Member of Parliament for Cape Breton South
- In office October 1925 – October 1935
- Preceded by: William F. Carroll
- Succeeded by: David James Hartigan

Personal details
- Born: 17 November 1866 Port Hawkesbury, Nova Scotia
- Died: 29 May 1948 (aged 81) Sydney, Nova Scotia
- Party: Conservative
- Spouse(s): Olive E. Guthrie m. 17 August 1919
- Profession: Barrister

= Finlay MacDonald (MP) =

Canadian politician

Finlay MacDonald (17 November 1866 - 29 May 1948) was a Conservative member of the House of Commons of Canada. He was born in Port Hawkesbury, Nova Scotia and became a barrister.

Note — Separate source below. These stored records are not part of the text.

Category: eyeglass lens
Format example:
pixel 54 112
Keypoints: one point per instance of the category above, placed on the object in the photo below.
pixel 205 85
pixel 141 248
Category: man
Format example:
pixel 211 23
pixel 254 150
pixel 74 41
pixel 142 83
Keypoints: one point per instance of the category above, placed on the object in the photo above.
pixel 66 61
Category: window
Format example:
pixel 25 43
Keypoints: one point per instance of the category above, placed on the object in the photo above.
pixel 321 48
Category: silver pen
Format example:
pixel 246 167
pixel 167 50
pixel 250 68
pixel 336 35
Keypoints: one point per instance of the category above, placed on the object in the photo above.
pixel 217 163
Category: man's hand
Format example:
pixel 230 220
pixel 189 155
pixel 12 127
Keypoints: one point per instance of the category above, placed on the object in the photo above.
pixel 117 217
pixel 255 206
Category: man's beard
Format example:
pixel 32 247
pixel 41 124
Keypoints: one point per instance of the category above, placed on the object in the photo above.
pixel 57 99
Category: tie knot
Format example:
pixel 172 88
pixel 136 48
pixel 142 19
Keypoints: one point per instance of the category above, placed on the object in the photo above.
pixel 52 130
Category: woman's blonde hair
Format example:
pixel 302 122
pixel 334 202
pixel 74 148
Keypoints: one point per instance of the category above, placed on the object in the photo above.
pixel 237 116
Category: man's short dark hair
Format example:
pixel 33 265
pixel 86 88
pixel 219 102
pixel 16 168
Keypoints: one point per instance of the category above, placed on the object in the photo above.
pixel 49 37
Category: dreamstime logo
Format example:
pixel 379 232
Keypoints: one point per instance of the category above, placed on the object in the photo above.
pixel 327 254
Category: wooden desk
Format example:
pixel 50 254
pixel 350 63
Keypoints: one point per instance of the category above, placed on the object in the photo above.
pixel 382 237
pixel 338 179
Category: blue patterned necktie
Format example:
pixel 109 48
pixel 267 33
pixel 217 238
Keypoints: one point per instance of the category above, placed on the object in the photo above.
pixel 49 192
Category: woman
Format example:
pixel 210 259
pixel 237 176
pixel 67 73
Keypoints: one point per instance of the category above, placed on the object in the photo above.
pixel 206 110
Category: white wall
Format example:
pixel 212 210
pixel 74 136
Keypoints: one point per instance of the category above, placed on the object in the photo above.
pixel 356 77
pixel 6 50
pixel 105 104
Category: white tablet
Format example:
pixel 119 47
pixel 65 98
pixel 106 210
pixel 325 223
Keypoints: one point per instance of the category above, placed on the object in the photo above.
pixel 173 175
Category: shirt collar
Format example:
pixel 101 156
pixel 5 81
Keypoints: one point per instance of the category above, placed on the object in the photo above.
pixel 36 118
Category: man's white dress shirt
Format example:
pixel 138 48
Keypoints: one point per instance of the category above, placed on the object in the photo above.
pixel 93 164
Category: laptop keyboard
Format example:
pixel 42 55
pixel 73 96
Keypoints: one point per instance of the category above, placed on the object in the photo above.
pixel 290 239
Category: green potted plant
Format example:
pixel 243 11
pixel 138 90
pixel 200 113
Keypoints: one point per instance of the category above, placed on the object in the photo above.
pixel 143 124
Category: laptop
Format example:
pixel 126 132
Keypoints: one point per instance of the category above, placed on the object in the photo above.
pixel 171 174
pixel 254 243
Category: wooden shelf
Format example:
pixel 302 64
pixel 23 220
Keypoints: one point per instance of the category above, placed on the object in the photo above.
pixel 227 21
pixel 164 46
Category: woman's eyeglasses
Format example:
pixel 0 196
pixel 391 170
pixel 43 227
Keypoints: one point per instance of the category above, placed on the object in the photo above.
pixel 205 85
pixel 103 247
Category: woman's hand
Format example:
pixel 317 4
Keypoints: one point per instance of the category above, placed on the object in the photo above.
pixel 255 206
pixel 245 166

The son of Malcolm MacDonald and Sarah Cantwell, MacDonald attended St. Francis Xavier College then Dalhousie University in Nova Scotia, earning a Bachelor of Laws degree. From 1906 to 1925 he was a city solicitor for Sydney, Nova Scotia. He was also appointed a King's Counsel.

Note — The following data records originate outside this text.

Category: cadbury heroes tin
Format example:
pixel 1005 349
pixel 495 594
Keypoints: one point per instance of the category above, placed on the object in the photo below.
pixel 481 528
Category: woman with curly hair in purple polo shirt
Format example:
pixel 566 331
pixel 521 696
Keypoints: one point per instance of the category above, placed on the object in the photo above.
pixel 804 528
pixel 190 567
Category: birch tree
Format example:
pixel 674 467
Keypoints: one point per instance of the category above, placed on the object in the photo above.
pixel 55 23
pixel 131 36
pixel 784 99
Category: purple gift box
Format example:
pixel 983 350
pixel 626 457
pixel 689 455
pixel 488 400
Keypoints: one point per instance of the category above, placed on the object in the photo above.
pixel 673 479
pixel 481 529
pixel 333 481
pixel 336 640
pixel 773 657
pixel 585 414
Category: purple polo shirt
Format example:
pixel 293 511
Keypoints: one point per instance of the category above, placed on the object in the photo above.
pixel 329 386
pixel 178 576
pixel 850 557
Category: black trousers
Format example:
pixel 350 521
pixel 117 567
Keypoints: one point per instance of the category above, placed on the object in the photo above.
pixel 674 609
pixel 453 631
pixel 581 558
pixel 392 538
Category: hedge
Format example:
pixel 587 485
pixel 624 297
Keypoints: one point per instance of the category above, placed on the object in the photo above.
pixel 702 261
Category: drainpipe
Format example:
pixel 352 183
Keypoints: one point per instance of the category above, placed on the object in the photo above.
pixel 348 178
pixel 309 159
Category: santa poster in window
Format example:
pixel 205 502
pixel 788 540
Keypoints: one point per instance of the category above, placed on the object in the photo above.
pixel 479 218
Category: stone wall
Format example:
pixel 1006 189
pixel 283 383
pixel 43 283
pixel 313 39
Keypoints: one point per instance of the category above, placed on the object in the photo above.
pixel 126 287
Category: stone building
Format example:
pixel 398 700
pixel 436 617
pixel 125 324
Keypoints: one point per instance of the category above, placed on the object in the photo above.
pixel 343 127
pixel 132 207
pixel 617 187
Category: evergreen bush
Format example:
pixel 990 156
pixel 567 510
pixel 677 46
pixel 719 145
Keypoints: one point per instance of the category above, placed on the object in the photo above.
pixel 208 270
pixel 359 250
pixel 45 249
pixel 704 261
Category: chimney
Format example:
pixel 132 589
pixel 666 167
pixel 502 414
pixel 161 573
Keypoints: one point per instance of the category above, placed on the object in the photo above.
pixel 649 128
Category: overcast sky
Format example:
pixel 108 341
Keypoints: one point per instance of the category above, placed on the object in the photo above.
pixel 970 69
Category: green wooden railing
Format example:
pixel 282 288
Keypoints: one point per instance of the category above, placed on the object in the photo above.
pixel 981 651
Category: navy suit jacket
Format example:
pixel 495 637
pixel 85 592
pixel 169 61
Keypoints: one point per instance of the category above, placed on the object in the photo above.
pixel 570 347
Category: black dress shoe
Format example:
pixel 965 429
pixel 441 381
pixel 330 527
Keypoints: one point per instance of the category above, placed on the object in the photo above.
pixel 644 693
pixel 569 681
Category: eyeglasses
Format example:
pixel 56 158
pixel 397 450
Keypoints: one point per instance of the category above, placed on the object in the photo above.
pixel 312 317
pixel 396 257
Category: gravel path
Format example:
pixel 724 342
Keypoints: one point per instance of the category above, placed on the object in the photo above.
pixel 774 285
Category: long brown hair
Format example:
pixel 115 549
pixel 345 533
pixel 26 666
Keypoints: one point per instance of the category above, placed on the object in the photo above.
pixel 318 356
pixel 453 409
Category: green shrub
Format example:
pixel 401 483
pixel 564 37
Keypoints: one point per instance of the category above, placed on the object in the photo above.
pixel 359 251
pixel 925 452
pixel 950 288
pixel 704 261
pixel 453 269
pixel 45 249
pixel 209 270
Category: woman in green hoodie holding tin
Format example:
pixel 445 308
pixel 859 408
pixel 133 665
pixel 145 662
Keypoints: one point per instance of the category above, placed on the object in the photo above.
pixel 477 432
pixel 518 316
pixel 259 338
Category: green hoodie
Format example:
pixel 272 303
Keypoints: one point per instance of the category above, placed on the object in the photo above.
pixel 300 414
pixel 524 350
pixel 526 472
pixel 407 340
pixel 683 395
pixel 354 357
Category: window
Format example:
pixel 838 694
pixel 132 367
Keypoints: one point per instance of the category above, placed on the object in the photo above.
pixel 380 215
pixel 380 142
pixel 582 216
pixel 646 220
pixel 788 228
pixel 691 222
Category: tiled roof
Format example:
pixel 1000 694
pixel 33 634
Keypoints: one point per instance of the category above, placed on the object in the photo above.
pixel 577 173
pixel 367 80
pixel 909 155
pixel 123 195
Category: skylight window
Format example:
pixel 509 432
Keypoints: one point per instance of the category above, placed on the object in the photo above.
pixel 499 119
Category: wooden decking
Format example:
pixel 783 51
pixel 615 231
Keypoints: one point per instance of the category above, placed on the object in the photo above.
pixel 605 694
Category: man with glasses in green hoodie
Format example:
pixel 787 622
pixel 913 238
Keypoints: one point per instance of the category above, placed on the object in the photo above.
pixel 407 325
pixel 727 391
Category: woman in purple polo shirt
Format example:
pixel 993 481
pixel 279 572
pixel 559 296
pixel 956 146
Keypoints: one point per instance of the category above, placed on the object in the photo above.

He was first elected to Parliament at the Cape Breton South riding in the 1925 general election then re-elected there in 1926 and 1930. MacDonald was defeated in the 1935 federal election by David James Hartigan of the Liberals.

He died in 1948 at Sydney.

His son, also named Finlay MacDonald, a Halifax broadcasting executive, would run unsuccessfully for the House of Commons in the riding of Halifax in the 1963 federal election, and would eventually be appointed to the Canadian Senate by then-Prime Minister Brian Mulroney in 1984.